- Общество
- A
По ком звонит Огарев: «релоканты» XIX века напоминали нынешних
Со времен «Сравнительных жизнеописаний» Плутарха биографии — популярный жанр, средство постижения смыслов политики, истории. «Сравнительные жизнеописания», Грибоедов/Огарев, надеюсь, помогут разглядеть проблемы и XXI века. Например, актуальную: отношение к релокантам.

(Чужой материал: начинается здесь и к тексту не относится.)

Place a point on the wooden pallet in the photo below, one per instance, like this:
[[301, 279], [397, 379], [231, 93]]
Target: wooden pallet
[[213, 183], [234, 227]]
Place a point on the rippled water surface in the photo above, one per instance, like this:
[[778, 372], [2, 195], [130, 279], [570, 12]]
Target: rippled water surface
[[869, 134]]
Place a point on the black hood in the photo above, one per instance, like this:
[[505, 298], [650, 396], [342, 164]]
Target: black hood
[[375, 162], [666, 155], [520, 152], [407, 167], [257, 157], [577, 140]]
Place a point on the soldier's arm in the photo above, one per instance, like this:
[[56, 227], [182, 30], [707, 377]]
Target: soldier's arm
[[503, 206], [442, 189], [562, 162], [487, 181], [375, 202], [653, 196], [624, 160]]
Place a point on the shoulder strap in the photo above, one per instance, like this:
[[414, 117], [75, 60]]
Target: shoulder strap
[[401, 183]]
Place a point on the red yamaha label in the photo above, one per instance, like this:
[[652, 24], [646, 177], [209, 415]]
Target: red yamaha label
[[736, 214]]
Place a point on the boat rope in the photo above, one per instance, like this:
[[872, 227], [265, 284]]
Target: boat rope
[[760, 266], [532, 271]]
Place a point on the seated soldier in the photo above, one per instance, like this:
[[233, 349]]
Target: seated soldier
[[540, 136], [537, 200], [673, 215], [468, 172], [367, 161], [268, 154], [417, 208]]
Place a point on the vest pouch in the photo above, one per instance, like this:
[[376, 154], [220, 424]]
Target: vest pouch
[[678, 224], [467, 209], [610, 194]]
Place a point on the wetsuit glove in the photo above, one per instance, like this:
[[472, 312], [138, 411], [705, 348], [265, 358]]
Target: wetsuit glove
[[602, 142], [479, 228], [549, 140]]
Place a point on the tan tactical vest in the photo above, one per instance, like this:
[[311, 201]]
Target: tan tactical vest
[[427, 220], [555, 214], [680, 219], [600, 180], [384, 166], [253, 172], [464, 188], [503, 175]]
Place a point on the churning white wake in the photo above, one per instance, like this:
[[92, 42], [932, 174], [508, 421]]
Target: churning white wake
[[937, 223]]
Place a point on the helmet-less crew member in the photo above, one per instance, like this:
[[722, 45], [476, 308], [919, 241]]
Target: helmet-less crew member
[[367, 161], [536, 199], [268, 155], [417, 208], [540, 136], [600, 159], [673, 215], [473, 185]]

Знаменитое «Мы ленивы и нелюбопытны. Замечательные люди исчезают, не оставляя по себе следов» — это вздох Пушкина по ненаписанной биографии Грибоедова. Недавняя книга Сергея Дмитриева «Последний год Грибоедова» восстановила «следы», хотя б на его роковом вираже, давшем старт «Большой игре». (Great Game — геополитическое противостояние России и Англии — началась именно с убийства Грибоедова). Дмитриев излазил Иран, когда это было совсем не мейнстрим. Во многих местах побывал первым русским, вообще первым европейцем после исламской революции 1979 года. Вывод его 750-страничного труда — Грибоедова убила интрига Британии. Заключив Туркманчайский договор с Персией, один из самых значительных и выгодных в истории Российской империи, Грибоедов не просто «выжимал» оговоренную контрибуцию (20 млн рублей), возвращал пленников, но и подошел к долговременному союзу с Тегераном, страшившему англичан. Британский лорд — хранитель печати Элленборо убеждал: «В Персии, как и везде, необходимо создать предпосылки, при первой необходимости начать широкую вооруженную борьбу против России. Не на берегах же Инда встречать врага». Победитель при Ватерлоо, в 1828 г. премьер-министр Веллингтон не отставал: «Мы выступим против и развяжем себе руки. Так или иначе, мы должны избавиться от России» (4 месяца до убийства русского посла)…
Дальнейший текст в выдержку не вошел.